Battle erupts over Medicare coverage of dialysis

A cadre of large corporations is waging a lobbying campaign against changes to Medicare coverage of kidney dialysis they say would cost them billions.

Lawmakers are seeking to reduce Medicare spending on dialysis treatments by $1.2 billion over 10 years by adding a year to the amount of time that employers have to pay for the dialysis services received by their Medicare-eligible workers.

{mosads}The companies, operating under the umbrella of the Corporate Health Care Coalition, object to being asked to foot the bill for Congress’s attempts to find savings in Medicare to help offset new spending on other priorities, such as preventing a scheduled 10 percent cut in Medicare fees for physicians.

They contend the cost to them would far exceed $1.2 billion because private health plans pay higher rates than Medicare to dialysis providers. According to the corporations, their additional costs would be more than $2 billion and would drive up insurance premiums for everyone on their rolls.
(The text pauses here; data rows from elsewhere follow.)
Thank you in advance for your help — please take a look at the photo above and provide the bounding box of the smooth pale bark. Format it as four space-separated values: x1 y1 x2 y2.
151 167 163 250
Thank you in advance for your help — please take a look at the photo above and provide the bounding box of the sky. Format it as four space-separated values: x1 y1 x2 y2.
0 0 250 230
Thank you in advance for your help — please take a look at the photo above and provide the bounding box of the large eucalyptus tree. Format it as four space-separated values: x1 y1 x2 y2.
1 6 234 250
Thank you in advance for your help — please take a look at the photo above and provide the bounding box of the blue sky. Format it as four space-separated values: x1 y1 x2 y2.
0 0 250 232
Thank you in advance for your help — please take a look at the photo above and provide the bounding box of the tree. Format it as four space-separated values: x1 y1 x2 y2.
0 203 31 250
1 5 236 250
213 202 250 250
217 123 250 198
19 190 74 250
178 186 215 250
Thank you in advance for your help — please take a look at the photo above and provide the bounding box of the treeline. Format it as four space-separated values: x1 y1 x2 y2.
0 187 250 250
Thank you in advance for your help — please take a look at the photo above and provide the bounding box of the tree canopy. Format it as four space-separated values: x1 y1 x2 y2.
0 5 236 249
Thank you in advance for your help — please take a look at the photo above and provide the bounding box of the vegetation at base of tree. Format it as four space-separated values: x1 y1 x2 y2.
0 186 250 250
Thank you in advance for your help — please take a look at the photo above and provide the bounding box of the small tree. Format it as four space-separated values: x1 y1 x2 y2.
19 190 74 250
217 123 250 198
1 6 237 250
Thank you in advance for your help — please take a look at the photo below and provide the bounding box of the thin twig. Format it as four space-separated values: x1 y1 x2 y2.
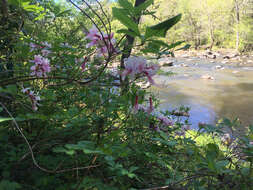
0 102 100 173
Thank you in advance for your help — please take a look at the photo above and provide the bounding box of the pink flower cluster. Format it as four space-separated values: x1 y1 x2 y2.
21 88 40 111
86 25 117 56
121 57 159 84
75 57 88 72
31 55 51 77
30 42 52 57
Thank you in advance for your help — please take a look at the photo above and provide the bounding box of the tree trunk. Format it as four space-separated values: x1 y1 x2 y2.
234 0 240 51
120 0 146 93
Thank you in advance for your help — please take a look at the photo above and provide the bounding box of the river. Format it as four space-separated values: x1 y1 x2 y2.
152 53 253 131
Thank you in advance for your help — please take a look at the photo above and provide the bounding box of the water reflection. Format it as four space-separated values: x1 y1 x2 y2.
152 57 253 131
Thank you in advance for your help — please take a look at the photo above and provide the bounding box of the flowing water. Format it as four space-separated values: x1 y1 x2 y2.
152 57 253 131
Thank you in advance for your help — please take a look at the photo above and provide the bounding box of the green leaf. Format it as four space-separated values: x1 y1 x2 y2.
135 0 154 14
176 44 191 51
0 117 12 123
118 0 134 11
112 7 140 35
160 131 168 140
117 29 137 37
55 9 71 17
145 14 182 39
0 180 21 190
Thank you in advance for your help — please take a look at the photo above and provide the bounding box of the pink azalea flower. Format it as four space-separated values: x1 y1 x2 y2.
41 49 51 57
146 97 154 114
134 96 139 112
31 55 51 77
121 57 159 84
29 42 39 52
21 88 40 111
157 115 173 126
86 25 117 56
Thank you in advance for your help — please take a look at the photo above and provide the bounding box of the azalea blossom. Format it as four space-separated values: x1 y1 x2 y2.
41 49 51 57
121 57 159 84
31 55 51 77
86 25 117 56
21 88 40 111
157 115 173 126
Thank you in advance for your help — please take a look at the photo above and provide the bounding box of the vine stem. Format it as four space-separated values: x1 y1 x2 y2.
0 102 100 173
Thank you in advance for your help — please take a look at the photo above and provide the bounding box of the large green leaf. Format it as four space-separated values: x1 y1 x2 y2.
112 7 140 35
117 29 137 37
118 0 134 12
145 14 182 39
134 0 154 14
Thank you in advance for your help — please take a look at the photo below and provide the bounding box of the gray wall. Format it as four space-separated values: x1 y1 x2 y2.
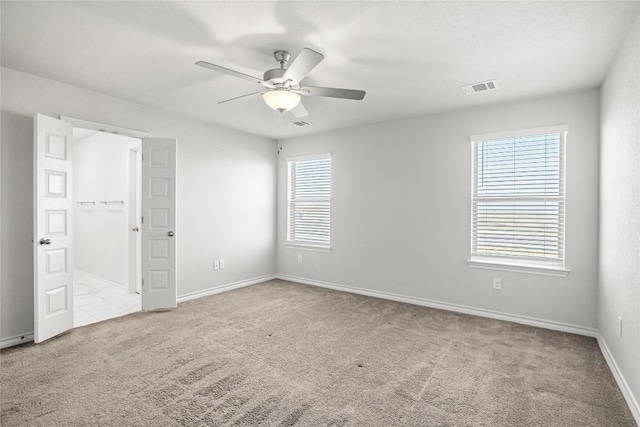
0 68 276 339
598 15 640 412
277 88 599 333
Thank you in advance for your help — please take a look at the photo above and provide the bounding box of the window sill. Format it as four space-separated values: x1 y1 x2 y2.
467 259 571 277
284 242 331 252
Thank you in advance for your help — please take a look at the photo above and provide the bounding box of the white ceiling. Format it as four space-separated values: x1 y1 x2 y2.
1 1 640 138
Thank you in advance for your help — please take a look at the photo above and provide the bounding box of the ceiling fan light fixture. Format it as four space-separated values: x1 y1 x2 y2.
262 89 300 112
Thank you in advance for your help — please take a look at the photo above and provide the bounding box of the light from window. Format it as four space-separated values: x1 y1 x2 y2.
471 128 566 267
287 154 331 248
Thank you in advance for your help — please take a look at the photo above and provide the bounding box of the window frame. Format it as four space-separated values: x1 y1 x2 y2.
467 124 570 277
285 153 333 252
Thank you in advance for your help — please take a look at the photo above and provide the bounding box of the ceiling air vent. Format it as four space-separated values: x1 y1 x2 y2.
462 80 498 95
289 120 311 128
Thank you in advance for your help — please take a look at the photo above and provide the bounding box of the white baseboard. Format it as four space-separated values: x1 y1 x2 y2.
178 274 276 303
0 332 33 348
596 334 640 426
73 268 127 290
0 272 276 348
276 274 598 338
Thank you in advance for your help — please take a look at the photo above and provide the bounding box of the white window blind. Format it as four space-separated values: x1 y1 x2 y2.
287 154 331 248
471 130 566 267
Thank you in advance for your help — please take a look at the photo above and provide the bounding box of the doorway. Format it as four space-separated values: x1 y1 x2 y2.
33 114 177 343
72 127 142 327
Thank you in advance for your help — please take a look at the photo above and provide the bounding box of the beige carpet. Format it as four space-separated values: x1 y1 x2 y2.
0 280 635 427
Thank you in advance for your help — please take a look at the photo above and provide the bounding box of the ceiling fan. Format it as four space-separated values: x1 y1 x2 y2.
196 48 366 117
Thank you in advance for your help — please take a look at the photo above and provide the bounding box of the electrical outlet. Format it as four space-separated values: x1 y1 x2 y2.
618 316 622 338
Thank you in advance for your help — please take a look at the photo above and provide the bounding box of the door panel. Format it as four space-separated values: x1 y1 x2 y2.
33 114 73 343
142 138 177 310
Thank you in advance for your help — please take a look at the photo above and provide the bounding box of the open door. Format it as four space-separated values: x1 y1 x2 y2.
142 138 177 310
33 114 73 343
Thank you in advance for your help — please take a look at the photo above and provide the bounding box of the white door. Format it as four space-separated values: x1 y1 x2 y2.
142 138 177 310
33 114 73 343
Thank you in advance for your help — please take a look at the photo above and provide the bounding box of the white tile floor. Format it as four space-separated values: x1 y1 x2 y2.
73 271 141 327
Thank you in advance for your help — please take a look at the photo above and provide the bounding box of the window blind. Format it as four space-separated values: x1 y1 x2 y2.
287 155 331 247
471 131 565 266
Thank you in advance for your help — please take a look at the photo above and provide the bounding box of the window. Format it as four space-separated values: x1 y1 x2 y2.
287 154 331 250
470 127 568 275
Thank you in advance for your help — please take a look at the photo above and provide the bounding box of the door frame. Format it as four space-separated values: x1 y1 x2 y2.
127 146 142 294
60 116 151 295
59 116 151 302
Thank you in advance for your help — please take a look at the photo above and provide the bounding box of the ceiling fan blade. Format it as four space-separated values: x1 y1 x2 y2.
218 92 262 104
282 47 324 83
196 61 266 84
291 102 309 119
291 86 367 101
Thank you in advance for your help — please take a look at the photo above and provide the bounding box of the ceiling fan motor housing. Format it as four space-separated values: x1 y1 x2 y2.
263 68 287 85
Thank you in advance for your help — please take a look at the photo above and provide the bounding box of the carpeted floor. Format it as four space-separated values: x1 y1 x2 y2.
0 280 635 427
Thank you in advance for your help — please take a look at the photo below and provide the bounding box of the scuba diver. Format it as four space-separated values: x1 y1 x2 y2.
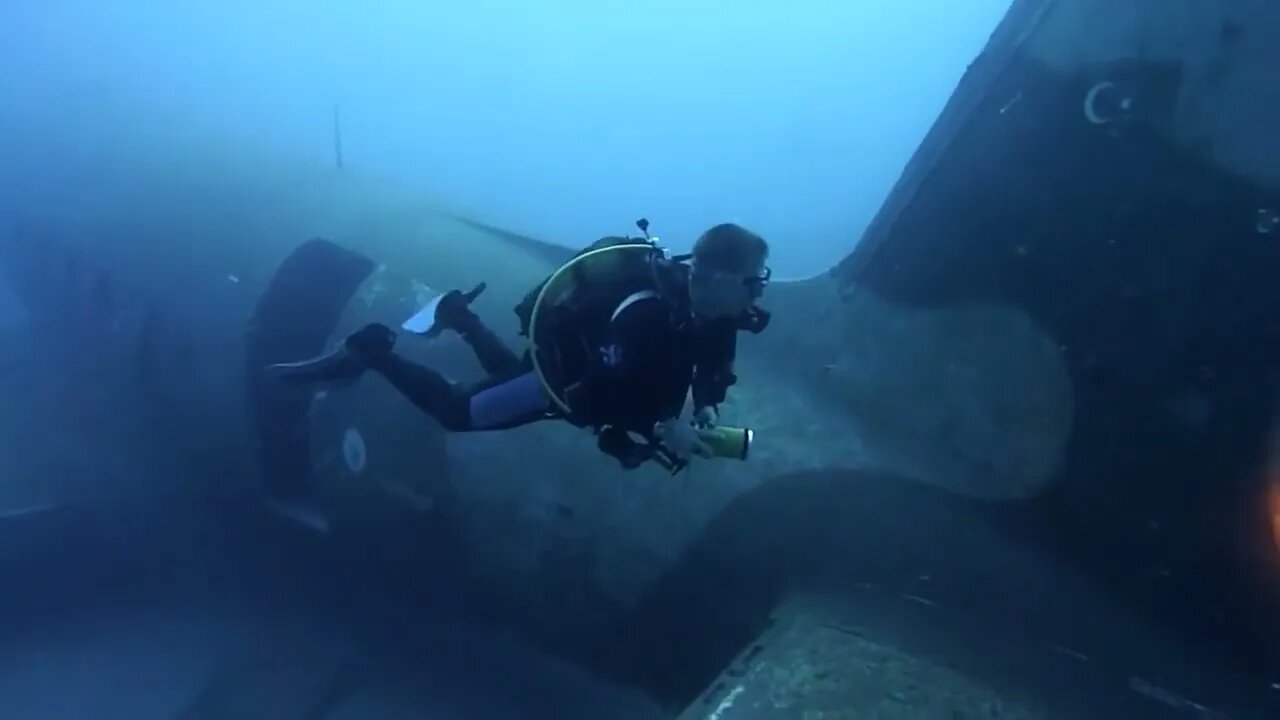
268 219 771 473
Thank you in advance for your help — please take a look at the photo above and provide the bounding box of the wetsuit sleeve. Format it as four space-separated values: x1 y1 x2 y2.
694 323 737 409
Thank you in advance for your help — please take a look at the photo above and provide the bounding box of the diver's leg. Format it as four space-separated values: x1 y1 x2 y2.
269 324 549 432
370 354 549 432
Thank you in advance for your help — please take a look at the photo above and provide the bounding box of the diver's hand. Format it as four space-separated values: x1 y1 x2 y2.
653 418 716 460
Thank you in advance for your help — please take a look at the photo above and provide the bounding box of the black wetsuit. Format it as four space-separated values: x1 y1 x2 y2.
367 257 740 466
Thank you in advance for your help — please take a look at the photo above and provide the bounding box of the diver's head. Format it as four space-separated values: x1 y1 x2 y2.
689 223 769 319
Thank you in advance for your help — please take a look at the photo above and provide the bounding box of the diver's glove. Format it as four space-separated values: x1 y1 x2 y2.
343 323 396 365
653 418 716 461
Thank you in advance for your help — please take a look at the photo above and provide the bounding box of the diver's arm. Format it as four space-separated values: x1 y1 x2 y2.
694 317 737 413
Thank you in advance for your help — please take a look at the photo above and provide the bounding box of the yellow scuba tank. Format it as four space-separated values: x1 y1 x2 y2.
701 425 755 460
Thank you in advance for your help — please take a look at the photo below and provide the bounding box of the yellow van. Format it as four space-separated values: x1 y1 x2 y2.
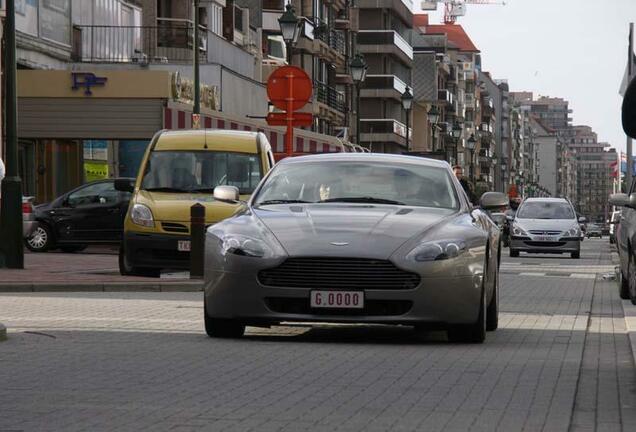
115 129 274 276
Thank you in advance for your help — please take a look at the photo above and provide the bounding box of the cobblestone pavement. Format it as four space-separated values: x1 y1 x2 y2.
0 240 636 432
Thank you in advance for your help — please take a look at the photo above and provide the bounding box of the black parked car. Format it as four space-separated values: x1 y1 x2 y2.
25 178 135 252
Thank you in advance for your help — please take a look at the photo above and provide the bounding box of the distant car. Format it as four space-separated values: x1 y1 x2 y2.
510 198 584 258
585 224 603 238
204 153 508 343
609 210 621 244
25 179 134 252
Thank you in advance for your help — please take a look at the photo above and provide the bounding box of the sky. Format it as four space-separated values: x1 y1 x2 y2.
414 0 636 154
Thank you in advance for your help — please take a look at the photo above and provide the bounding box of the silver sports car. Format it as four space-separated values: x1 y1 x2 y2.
204 153 508 342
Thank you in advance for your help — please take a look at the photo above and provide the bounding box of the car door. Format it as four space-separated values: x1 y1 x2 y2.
57 180 123 243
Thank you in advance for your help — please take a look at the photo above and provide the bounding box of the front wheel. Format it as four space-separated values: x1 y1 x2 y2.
203 300 245 339
24 223 55 252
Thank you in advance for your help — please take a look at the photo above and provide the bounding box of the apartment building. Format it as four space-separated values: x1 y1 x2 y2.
355 0 413 153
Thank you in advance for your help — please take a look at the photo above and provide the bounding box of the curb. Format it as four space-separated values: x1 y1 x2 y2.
621 300 636 364
0 280 203 293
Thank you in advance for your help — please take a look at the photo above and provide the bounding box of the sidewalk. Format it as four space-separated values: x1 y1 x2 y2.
0 247 201 292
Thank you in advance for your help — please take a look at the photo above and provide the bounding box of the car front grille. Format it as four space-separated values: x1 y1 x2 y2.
265 297 413 316
524 241 566 247
529 230 561 235
161 222 190 234
258 258 420 290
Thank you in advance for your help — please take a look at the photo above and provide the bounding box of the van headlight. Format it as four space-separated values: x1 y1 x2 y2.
406 240 467 262
130 204 155 228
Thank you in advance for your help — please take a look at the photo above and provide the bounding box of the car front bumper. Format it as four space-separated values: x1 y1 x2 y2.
124 231 190 270
510 237 581 253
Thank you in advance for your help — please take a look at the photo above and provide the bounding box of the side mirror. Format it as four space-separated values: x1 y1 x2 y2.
479 192 508 210
115 179 135 193
214 186 240 203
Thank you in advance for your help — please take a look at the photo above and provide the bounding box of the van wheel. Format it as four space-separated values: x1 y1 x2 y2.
119 246 161 278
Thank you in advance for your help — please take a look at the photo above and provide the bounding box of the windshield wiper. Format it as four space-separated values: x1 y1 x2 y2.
320 197 406 205
256 199 311 206
144 186 190 192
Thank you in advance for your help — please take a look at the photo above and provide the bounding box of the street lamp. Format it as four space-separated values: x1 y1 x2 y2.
349 54 368 145
428 105 440 151
278 4 300 65
402 87 413 152
466 134 477 182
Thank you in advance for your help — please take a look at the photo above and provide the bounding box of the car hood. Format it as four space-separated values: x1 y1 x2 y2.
515 218 579 231
254 204 455 259
135 190 246 224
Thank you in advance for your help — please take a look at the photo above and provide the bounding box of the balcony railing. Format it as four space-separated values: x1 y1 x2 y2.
363 75 406 94
358 30 413 60
72 20 207 63
314 81 345 113
360 119 413 138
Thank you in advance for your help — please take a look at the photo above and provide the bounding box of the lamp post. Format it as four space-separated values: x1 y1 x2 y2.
452 122 463 163
466 134 477 183
428 105 439 151
402 87 413 152
278 4 300 65
349 54 368 145
0 0 24 269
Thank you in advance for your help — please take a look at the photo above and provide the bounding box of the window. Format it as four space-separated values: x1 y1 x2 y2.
66 181 120 207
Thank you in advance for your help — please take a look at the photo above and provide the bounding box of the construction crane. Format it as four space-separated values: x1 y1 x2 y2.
421 0 506 24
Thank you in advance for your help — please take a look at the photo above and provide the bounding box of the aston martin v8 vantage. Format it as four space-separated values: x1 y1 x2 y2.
204 153 508 342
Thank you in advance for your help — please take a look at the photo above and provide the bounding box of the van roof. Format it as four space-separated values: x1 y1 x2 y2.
154 129 266 153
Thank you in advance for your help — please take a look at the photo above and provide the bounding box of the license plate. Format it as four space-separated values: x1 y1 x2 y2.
310 291 364 309
537 236 556 241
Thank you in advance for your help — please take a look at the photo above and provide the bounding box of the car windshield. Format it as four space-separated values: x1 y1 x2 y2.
141 151 262 194
517 201 574 219
254 161 459 209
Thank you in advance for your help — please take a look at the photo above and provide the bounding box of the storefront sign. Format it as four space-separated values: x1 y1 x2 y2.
172 72 221 111
71 72 108 96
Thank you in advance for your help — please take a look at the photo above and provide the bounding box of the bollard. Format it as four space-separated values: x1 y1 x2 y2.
190 203 205 279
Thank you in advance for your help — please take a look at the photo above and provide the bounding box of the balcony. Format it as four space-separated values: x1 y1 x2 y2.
71 20 208 64
313 81 346 123
360 75 406 101
356 0 413 27
358 30 413 66
360 119 413 146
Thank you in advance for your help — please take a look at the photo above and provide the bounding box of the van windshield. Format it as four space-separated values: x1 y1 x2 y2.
517 201 574 219
141 151 262 194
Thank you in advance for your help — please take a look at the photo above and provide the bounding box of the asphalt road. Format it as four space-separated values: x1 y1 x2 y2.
0 239 636 432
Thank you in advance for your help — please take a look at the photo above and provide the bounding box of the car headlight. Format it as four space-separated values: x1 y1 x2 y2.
406 240 467 262
212 231 276 258
512 223 528 237
130 204 155 228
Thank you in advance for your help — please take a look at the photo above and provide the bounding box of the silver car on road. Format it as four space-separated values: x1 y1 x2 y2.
204 153 508 342
510 198 583 258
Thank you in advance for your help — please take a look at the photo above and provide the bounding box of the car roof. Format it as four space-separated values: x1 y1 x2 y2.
279 152 450 168
153 129 259 153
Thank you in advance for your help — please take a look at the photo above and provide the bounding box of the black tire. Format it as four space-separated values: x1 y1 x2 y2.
118 246 161 278
24 222 55 252
60 245 87 253
446 280 486 343
486 269 499 331
203 300 245 339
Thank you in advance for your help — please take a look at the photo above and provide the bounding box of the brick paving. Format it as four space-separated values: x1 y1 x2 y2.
0 241 636 432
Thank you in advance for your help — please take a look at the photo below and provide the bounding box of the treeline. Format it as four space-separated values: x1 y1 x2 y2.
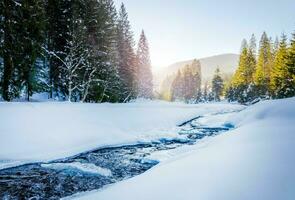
225 32 295 103
170 60 202 102
160 59 224 103
0 0 153 102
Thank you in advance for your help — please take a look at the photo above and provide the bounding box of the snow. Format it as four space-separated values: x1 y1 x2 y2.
0 101 244 169
41 162 112 176
71 98 295 200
“These estimated Medicare ‘savings’ are really a pure cost shift from the federal government to employer group health plans, adding costs at a time when employer plans are already struggling with health costs,” Verizon’s vice president of federal government relations, Andrew Meckleburg, wrote on Sept. 17 to the chairmen and ranking members of the House Ways and Means and Senate Finance committees and their respective health subcommittees.

According to these companies, Medicare spends an average of about $67,000 to treat a dialysis patient for a year, compared to nearly $180,000 for employers’ health plans.

The 17-member employers’ coalition includes such mammoth corporations as Boeing, Caterpillar, Dow Chemical, Ford, General Electric and United Parcel Service.

Anyone diagnosed with end-stage renal disease (ESRD), also called chronic kidney failure, is entitled to Medicare coverage, regardless of age. Patients with ESRD require dialysis treatments several times a week. Congress created this benefit in 1972, and kidney failure is the only condition for which Medicare provides such coverage.

Because a large proportion of kidney failure patients are younger than 65 years old and because many of them are still in the workforce, these patients’ employer-sponsored health insurance plans are required to cover ESRD treatments for the first 30 months, after which Medicare kicks in under the Medicare Secondary Payor system. Employers with fewer than 100 workers enrolled in their health plans are exempt.

The legislation under consideration would add 12 additional months, making employers’ health plans responsible for 42 months of kidney failure treatments before Medicare would begin paying for them.

The House already passed an extension as part of its State Children’s Health Insurance Plan (SCHIP) and Medicare legislation. Although all of the Medicare provisions in the bill were stripped from it before it was sent to President Bush and vetoed, Congress will return to Medicare in the coming weeks, starting with the Finance Committee, and Medicare’s dialysis benefits are under the microscope.

The dialysis language that raised the hackles of these corporations was included in the House Ways and Means Committee’s markup of the bill and appears to be based on similar bills sponsored by Sen. Kent Conrad (D-N.D.), Rep. John Lewis (D-Ga.) and Rep. Dave Camp (R-Mich.), respectively. These bills have attracted hundreds of co-sponsors from both parties.

Extending the duration of employer coverage for dialysis has precedent. Most recently, Congress lengthened the period from 12 months to 30 as part of the Balanced Budget Act of 1997.

Opposing the large employers on this issue is the for-profit kidney dialysis center industry, which is dominated by the chains DaVita and Fresenius Medical Care. The industry is represented in Washington by an 11-member trade association, the Kidney Care Council.

“We support an extension of [Medicare Secondary Payor],” council President Rob Forman said.

Forman acknowledged that private insurers pay higher rates than Medicare’s but said this fact reflected underpayments by the government rather than overpayments by the private sector.

The Medicare Payment Advisory Commission, however, concluded this year that the program pays adequately for dialysis. The panel recommended, though, that Medicare institute annual payment adjustments for dialysis services, which is a major goal of the industry’s lobby. Unlike for physicians, hospitals and other Medicare providers, dialysis centers do not receive automatic fee updates.

Medicare pays for the treatments of more than 80 percent of the patients treated by his member companies, he added. Under the proposed legislation, “We’re looking at a small, fractional impact on overall premiums” for private insurance because of additional spending on dialysis, Forman said. According to Forman, the change would affect about 5,000 patients.

Moreover, he said, employers are required to cover virtually all other health benefits under Medicare Secondary Payor. The time limit on dialysis is the only exception. “The end-stage renal disease program … is the only area of Medicare that basically allows the private insurers to limit the coverage,” he said.